Rufat was also put in charge of propaganda, relaunching the clandestine publications of the internal resistance of the Libertarian Movement (ML) and CNT, in particular Solidaridad Obrera, Fragua Social, Tierra y Libertad, which had been banned. In July 1945, the CNT-ML (interior) clandestinely held its national congress in Carabaña (near Madrid) with many regional delegates and reaffirmed the anti-fascist line of union. This resulted in its participation in the National Alliance of Democratic Forces and the appointment of Horacio Prieto and José Exposito Leiva as representatives of the CNT to the Republican government-in-exile of José Giral. This was the "golden age" of the anarchist resistance to Franco's regime, with a wide distribution of the underground press in the regions, the first major strikes in 1945 in Barcelona and then in Vizcaya, the first demonstrations, and then the resumption of urban guerrilla warfare, notably with attacks on banks.

After the arrest of Sigfrido Catalá Tineo, Rufat became general secretary of the CNT-ML (interior). He continued the underground revolutionary struggle until he was arrested alongside the whole clandestine Ninth CNT National Committee on 6 October 1945 in Madrid by the Francoist Political-Social Brigade.

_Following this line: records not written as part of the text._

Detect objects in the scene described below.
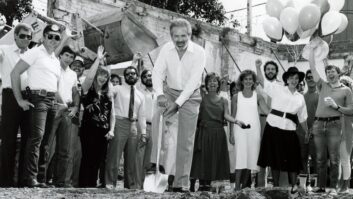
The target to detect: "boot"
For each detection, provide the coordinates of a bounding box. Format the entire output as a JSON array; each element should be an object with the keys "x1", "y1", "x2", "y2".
[{"x1": 339, "y1": 180, "x2": 349, "y2": 193}]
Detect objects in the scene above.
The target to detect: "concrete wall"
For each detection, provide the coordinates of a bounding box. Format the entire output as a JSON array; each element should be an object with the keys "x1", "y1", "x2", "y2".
[{"x1": 40, "y1": 0, "x2": 302, "y2": 80}]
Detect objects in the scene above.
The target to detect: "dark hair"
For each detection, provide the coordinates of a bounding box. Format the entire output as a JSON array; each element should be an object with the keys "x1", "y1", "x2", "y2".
[
  {"x1": 237, "y1": 70, "x2": 257, "y2": 91},
  {"x1": 229, "y1": 81, "x2": 237, "y2": 96},
  {"x1": 124, "y1": 66, "x2": 139, "y2": 77},
  {"x1": 141, "y1": 69, "x2": 151, "y2": 78},
  {"x1": 13, "y1": 23, "x2": 33, "y2": 35},
  {"x1": 110, "y1": 74, "x2": 121, "y2": 85},
  {"x1": 325, "y1": 65, "x2": 341, "y2": 75},
  {"x1": 43, "y1": 24, "x2": 62, "y2": 35},
  {"x1": 264, "y1": 61, "x2": 278, "y2": 73},
  {"x1": 59, "y1": 46, "x2": 76, "y2": 59},
  {"x1": 205, "y1": 73, "x2": 221, "y2": 93}
]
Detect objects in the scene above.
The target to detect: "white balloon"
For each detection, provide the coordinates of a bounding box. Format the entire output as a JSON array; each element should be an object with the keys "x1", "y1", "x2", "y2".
[
  {"x1": 321, "y1": 10, "x2": 342, "y2": 36},
  {"x1": 279, "y1": 7, "x2": 299, "y2": 34},
  {"x1": 302, "y1": 40, "x2": 330, "y2": 61},
  {"x1": 335, "y1": 13, "x2": 348, "y2": 34},
  {"x1": 262, "y1": 17, "x2": 283, "y2": 41},
  {"x1": 328, "y1": 0, "x2": 345, "y2": 11}
]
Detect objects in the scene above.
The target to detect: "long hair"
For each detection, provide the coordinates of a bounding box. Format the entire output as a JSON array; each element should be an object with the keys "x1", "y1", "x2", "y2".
[
  {"x1": 93, "y1": 66, "x2": 112, "y2": 98},
  {"x1": 237, "y1": 70, "x2": 257, "y2": 91}
]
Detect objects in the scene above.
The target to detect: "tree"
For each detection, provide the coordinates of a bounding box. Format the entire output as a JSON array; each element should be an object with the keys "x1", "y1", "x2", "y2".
[
  {"x1": 0, "y1": 0, "x2": 32, "y2": 26},
  {"x1": 139, "y1": 0, "x2": 227, "y2": 25}
]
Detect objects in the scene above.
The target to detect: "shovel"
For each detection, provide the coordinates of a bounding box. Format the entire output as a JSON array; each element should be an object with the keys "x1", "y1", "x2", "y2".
[{"x1": 143, "y1": 114, "x2": 168, "y2": 193}]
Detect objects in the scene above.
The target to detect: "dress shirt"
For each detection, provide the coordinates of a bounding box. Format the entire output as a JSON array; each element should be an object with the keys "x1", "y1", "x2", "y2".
[
  {"x1": 264, "y1": 82, "x2": 308, "y2": 131},
  {"x1": 112, "y1": 84, "x2": 146, "y2": 134},
  {"x1": 0, "y1": 43, "x2": 28, "y2": 90},
  {"x1": 139, "y1": 85, "x2": 157, "y2": 123},
  {"x1": 59, "y1": 67, "x2": 77, "y2": 104},
  {"x1": 20, "y1": 45, "x2": 61, "y2": 92},
  {"x1": 152, "y1": 41, "x2": 206, "y2": 106}
]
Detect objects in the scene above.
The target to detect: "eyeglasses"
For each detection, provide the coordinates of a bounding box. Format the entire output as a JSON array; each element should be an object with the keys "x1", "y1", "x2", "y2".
[
  {"x1": 142, "y1": 74, "x2": 152, "y2": 78},
  {"x1": 125, "y1": 72, "x2": 136, "y2": 76},
  {"x1": 18, "y1": 34, "x2": 32, "y2": 40},
  {"x1": 47, "y1": 34, "x2": 61, "y2": 41}
]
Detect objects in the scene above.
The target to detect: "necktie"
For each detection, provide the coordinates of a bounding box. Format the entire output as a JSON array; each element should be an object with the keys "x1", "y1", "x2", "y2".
[{"x1": 129, "y1": 86, "x2": 135, "y2": 120}]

=== "All of Spain is a prison" ===
Rufat was sentenced by the war council of 21 March 1947 to 20 years in prison. Interrogated and tortured in Madrid, he was then incarcerated in the prisons of Alcalá de Henares, Yeserías, Ocaña, then 11 years at El Dueso. At the end of the 1940s, up to seven national committees of the CNT-ML (interior) were simultaneously imprisoned at the Ocaña prison. Anarchist resistance was organized from inside Franco's prisons. Getting provisional freedom in 1958, literally 20 years after his 1938 arrest, Rufat escaped across the Pyrenees to start a new life in France.

=== Exile and the protection of refugees ===
In France, he worked for the Office for the Protection of Political Refugees (OFPRA) of the French Ministry of Foreign Affairs. He participated in the creation of the Polémica and Anthropos journals and wrote for many other French- and Spanish-language publications. When returning to Barcelona in 1976, after the death of dictator Francisco Franco, he discovered that according to the archives, he had been executed twice, in 1938 and 1940. Rufat struggled to convince the new democratic authorities that, in spite of his clandestine activities, he was still alive. This led him to devote the rest of his life to writing "the history of the defeated", in particular by collaborating with the Bibliothèque de documentation internationale contemporaine (BDIC) at the University of Nanterre. Rufat was also an actor and writer, known for the movie Larga noche (1977). Many of his manuscripts, texts and memoirs remain unpublished although he won the Juan García Durán Award in 1986.

== Works ==

- La filosofía del yo y del nosotros (1958)
- En las prisiones de España (1966) 1st edition, Mexico
- Entre los hijos de la noche (1986) Juan García Duran Award
- Espions de la République (1990)
- La oposición libertaria al régimen de Franco (1993)
- En las prisiones de España (2003) Revised and expanded edition, Zaragoza.